Professor Murmann's Research Blog: Useful if you consider submitting to AMJ: Editorial Statement by Current Editor of AMJ

Useful if you consider submitting to AMJ: Editorial Statement by Current Editor of AMJ

I just read the editorial statement of the current editor of AMJ. If you would like to write about big problems that managers are facing in a scholarly way, AMJ may be a great outlet.

Gerry George writes:

A compelling way to frame a study for theoretical contribution is by asking questions on important anomalies or patterns that are intriguing, useful, and nonintuitive. In an earlier editorial with Jason Colquitt, I suggested that we need to explore “Grand Challenges” in management (see the June 2011 “From the Editors” [vol. 54: 432–435]). The principle is to pursue bold ideas and adopt less conventional approaches to address significant, unresolved problems. Not all our studies understandably will be grand, nor will they all challenge conventional wisdom, but considering the relative importance and scale of a problem will likely make a study more relevant to managers, and make it more interesting for our readers. There are multiple ways by which manuscripts can be better positioned for a theoretical and empirical contribution using a problem focus (Alvesson & Sandberg, 2011; Pillutla & Thau, 2013; also see the October 2011 “From the Editors” [vol. 54: 873–879]). What is important to recognize is that this team places emphasis on how a central research problem or question is articulated. Bringing organizational problems to the forefront would ease the burden on vaguely scripted “Managerial Implications” sections of manuscripts (Bartunek & Rynes, 2010).
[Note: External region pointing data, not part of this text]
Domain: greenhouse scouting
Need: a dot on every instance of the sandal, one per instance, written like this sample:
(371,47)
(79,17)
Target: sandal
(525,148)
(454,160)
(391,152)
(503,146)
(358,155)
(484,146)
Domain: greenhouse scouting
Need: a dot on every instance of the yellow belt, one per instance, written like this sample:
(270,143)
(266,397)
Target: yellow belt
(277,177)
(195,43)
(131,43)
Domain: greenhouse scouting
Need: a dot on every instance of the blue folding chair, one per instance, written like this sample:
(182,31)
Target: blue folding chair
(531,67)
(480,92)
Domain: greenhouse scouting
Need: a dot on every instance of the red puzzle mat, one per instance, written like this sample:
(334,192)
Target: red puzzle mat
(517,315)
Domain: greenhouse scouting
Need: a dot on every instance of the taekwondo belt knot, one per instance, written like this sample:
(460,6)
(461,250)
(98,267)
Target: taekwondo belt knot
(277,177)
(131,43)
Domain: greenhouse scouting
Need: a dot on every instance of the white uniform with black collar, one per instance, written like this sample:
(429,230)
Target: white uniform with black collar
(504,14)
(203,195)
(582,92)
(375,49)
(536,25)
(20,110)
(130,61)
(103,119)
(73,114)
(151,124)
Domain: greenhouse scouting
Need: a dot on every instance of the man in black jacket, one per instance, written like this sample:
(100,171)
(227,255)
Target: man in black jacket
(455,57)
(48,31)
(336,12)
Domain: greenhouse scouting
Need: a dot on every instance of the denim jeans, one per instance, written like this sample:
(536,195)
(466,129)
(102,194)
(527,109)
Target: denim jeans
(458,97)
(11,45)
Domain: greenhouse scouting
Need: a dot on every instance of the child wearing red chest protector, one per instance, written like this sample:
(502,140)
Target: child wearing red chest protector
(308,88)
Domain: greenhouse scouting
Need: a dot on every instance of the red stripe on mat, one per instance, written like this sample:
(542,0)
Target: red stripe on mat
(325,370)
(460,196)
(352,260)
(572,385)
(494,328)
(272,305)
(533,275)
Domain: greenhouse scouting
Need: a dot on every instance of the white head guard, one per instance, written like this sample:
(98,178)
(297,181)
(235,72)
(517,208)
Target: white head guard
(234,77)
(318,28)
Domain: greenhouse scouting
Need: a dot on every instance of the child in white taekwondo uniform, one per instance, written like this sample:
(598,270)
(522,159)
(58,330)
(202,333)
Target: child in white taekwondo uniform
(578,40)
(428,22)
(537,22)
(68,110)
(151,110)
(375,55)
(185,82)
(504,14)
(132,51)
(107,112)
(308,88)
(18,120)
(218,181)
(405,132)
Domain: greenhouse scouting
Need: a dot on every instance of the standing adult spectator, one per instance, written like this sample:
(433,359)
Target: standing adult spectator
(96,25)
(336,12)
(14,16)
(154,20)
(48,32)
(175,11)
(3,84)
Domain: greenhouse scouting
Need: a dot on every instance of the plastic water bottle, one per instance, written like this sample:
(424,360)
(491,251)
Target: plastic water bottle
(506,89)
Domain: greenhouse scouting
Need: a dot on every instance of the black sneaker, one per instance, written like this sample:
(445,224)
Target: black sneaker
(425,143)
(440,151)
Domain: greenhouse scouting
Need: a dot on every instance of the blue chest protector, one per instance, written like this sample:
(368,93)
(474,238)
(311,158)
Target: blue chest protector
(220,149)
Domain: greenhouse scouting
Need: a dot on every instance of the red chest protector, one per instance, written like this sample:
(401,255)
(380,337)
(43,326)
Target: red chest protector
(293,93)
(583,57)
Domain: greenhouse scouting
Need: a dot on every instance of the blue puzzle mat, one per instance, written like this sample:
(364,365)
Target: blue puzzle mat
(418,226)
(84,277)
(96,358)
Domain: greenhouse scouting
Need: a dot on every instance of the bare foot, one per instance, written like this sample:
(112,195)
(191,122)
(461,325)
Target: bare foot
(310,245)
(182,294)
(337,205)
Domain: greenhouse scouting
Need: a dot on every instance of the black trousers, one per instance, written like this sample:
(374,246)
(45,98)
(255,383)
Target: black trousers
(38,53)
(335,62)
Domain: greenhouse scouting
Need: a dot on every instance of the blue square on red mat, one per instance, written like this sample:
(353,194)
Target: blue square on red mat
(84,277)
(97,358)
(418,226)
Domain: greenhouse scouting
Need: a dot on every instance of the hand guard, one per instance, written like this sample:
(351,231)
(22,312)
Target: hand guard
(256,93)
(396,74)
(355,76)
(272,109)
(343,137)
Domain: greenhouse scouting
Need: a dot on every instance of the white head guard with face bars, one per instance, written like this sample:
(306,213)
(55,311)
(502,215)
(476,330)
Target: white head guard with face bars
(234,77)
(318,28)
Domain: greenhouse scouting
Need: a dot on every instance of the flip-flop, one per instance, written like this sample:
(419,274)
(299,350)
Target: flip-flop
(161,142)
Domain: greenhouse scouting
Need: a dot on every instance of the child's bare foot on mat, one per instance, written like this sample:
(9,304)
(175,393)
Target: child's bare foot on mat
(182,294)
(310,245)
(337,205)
My editorial team will look for clearly articulated problem statements or research questions motivated by managerial challenges. This problem-based focus shifts the emphasis away from motivating articles using pure theories to tackling important problems through an enriched theoretical lens. For example, Hekman and colleagues (Hekman, Aquino, Owens, Mitchell, Schilpzand, & Leavitt, 2010) motivate their study on gender and racial biases in customer satisfaction surveys by emphasizing the importance of the managerial problem that a 1 percent change in customer satisfaction creates a 5 percent change in return on investment. Understanding the scale and scope of the problem and asking the right question takes primacy over the deftness of theoretical manipulation using constructs, moderators, and moderated mediators. We prefer manuscripts that emphasize how constructs provide a coherent explanation of the phenomenon rather than framing and motivating studies by adding untested moderators and mediators. Such an effort would rightly dissuade authors from identifying smaller “gaps” in the literature and shift the discussion to managerial, organizational, and societal problems that need to be addressed.